Je la trouvais de plus en plus rigide, revenant à un style où le discours légaliste, l’omniprésence du péché ou encore la grandeur et le pouvoir du prêtre priment largement sur l’amour de la personne humaine telle que je le vois vivre par Jésus dans les évangiles. Je me rendais compte que c’était comme si je participais au fonctionnement d’une religion, avec ses rites et ses règles, alors que Jésus n’est pas venu pour fonder une religion, mais pour éveiller à la foi, c’est-à-dire à la confiance, à la relation, à la vie que Dieu veut pour chaque être humain et entre les humains.
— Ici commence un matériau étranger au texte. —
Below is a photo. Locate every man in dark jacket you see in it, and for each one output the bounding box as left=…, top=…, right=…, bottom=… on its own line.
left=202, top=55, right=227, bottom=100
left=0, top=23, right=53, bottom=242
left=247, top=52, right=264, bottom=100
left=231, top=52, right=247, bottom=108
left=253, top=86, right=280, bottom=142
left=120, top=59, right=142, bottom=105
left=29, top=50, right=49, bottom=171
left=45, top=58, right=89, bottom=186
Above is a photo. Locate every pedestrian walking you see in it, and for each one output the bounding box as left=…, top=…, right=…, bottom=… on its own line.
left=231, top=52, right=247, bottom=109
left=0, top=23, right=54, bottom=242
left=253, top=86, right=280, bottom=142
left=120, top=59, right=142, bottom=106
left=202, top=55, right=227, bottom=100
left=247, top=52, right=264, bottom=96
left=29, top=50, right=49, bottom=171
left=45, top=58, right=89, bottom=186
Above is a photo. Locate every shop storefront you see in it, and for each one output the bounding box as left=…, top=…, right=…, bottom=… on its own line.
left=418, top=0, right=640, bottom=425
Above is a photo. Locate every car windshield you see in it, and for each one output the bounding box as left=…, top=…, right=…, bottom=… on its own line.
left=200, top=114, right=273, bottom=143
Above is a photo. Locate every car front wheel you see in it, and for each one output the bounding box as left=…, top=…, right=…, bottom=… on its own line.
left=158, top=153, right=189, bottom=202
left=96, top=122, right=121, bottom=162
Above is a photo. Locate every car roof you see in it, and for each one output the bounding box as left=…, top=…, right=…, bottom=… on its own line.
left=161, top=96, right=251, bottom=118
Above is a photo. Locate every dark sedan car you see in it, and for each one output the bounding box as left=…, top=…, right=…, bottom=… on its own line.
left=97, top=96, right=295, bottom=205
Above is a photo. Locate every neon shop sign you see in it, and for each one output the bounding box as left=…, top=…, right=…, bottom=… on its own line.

L’évêque n’ayant pas réussi à me faire changer d’avis, je suis devenu à ses yeux un inconnu. Alors que pour lui le prêtre est fait pour obéir, sans état d’âme, ma décision lui apparaissait comme une trahison de mon engagement au célibat et donc de mon engagement envers Dieu. Selon ses convictions, mon nouveau choix de vie devenait un scandale pour les chrétiens. J’ai été choqué par les paroles de jugement qu’il a alors prononcé de vive voix à mon égard et à l’égard de Christine: elle se trouvait envoyée en enfer et moi j’aurai à répondre de mes actes devant le tribunal de Dieu.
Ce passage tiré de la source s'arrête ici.